In arraigning Burr, there was an element to be reckoned with that is not ordinarily taken into consideration,--the marvellous personality of the man. From his appearance, his manners, his voice, his eyes, emanated an influence not to be lightly estimated. In his bearing and presence he was peerless. He spoke without effort, in a full, crisp, rather than powerful, voice, clothing his thoughts in the language best suited to their most accurate expression, terse, epigrammatic and devoid of figures, his mobile features lending themselves to the thought that was severe or scintillating, tender or impressive. With a woman's tact he combined an adroit intellect equal to any emergency.
He conducted his own defence, supported by the best legal talent in the country. His son-in-law sat beside him every day in court, and Theodosia, the beautiful, noble Theodosia, with sublime faith in her father, inspired a confidence in him in other breasts. She appealed to the poetic fancy of Washington Irving, then a young barrister, who was sent from New York to report the trial for his brother's paper, and whose letters evince an unmistakable sympathy for Burr. Luther Martin, one of the foremost geniuses of the Maryland bar, defended him with an eloquence that rendered Martin himself an object of suspicion to Thomas Jefferson.

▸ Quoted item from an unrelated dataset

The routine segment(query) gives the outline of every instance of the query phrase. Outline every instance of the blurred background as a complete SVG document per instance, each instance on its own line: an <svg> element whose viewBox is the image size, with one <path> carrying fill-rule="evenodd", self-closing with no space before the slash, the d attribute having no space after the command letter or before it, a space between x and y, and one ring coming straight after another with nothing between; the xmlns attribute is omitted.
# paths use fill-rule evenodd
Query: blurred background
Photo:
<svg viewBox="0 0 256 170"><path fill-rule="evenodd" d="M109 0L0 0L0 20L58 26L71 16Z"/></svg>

"I find that Luther Martin's idolatrous admiration of Mrs. Alston," wrote Blennerhassett, "is almost as excessive as my own, but far more beneficial to his interests and injurious to his judgment, as it is the medium of his blind attachment to her father, whose secrets and views, past, present, and to come, he is and wishes to remain ignorant of. Nor can he see a speck in the character of Alston, for the best of all reasons with him,--namely, that Alston has such a wife."

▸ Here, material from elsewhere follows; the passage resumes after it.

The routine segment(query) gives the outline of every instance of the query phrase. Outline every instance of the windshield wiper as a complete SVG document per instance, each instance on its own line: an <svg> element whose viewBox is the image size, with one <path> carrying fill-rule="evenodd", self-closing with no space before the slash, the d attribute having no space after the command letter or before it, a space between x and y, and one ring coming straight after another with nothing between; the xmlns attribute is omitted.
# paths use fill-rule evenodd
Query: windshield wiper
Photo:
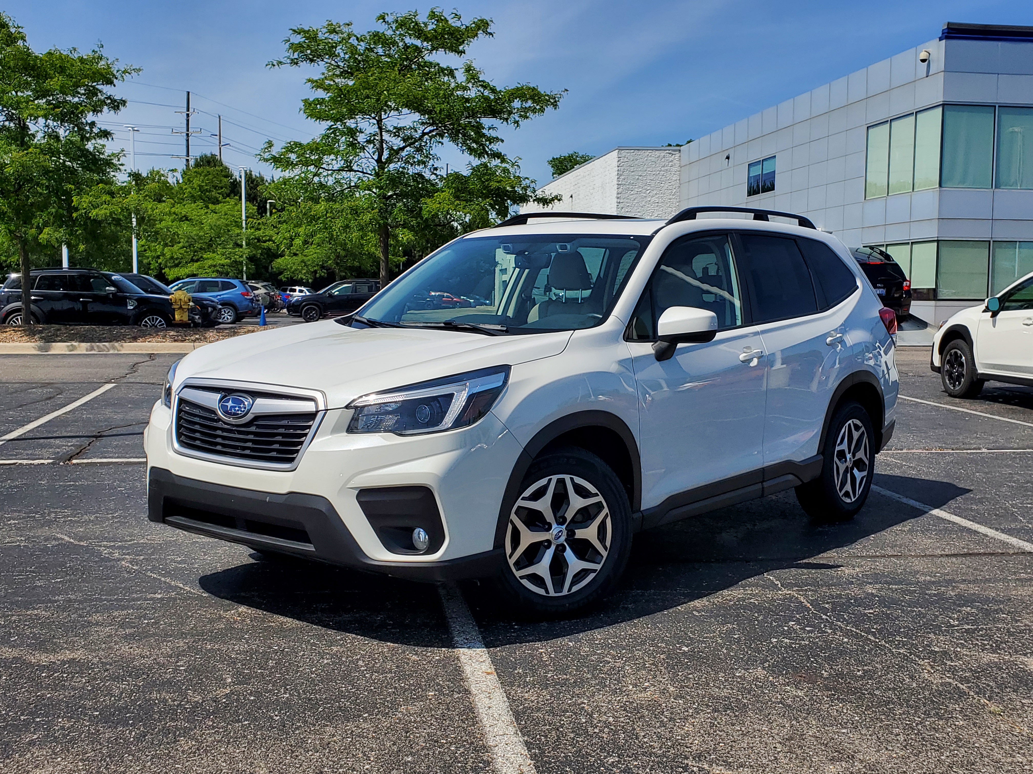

Though Burr was acquitted, there was an element of hostility to him in the government, and much distrust of him among the people of the country at large. In the following year, therefore, he went to Europe. Theodosia had gone to New York to be near him. He saw her for the last time on June 7, 1808, the night before he sailed. She spent that summer at Saratoga, and the following winter in New York, where she lived in retirement.

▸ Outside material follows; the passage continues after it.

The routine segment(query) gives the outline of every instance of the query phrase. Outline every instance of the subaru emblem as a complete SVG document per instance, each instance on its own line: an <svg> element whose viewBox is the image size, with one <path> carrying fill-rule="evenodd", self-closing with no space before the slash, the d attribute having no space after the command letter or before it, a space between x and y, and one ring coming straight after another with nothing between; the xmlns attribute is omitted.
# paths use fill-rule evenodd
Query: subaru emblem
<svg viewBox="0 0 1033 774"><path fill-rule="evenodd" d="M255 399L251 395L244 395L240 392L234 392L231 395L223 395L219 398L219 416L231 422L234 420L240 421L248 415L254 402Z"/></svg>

"The world," she said, in one of her letters to her father about this time, "begins to cool terribly around me. You would be surprised how many I supposed attached to me have abandoned the sorry losing game of disinterested friendship." She repeatedly urged him to return, promising him that if the worst came to the worst, she would leave everything and suffer with him.
A few months after Madison's elevation to the Presidency she wrote to Mrs. Madison, whom her father had known when she was a young widow, and to whom he had introduced Mr. Madison. "Ever since the choice of the people was first declared in favor of Mr. Madison, my heart, amid the universal joy, has beat with the hope that I, too, should soon have reason to rejoice," she wrote. She desired to know if there was danger of any further prosecution of her father in the event of his return. For the same purpose she wrote two years later from the Oaks, her South Carolina home, to Albert Gallatin, then Secretary of the Treasury, and once a friend of her father's. The letter was calmly logical, yet eloquent with feeling.
In another year Burr was within sight of his home and country. As he neared her shores he wrote in his journal, "A pilot is in sight and within two miles of us. All is bustle and joy except Gamp [the name by which his little grandson called him]. Why should he rejoice?"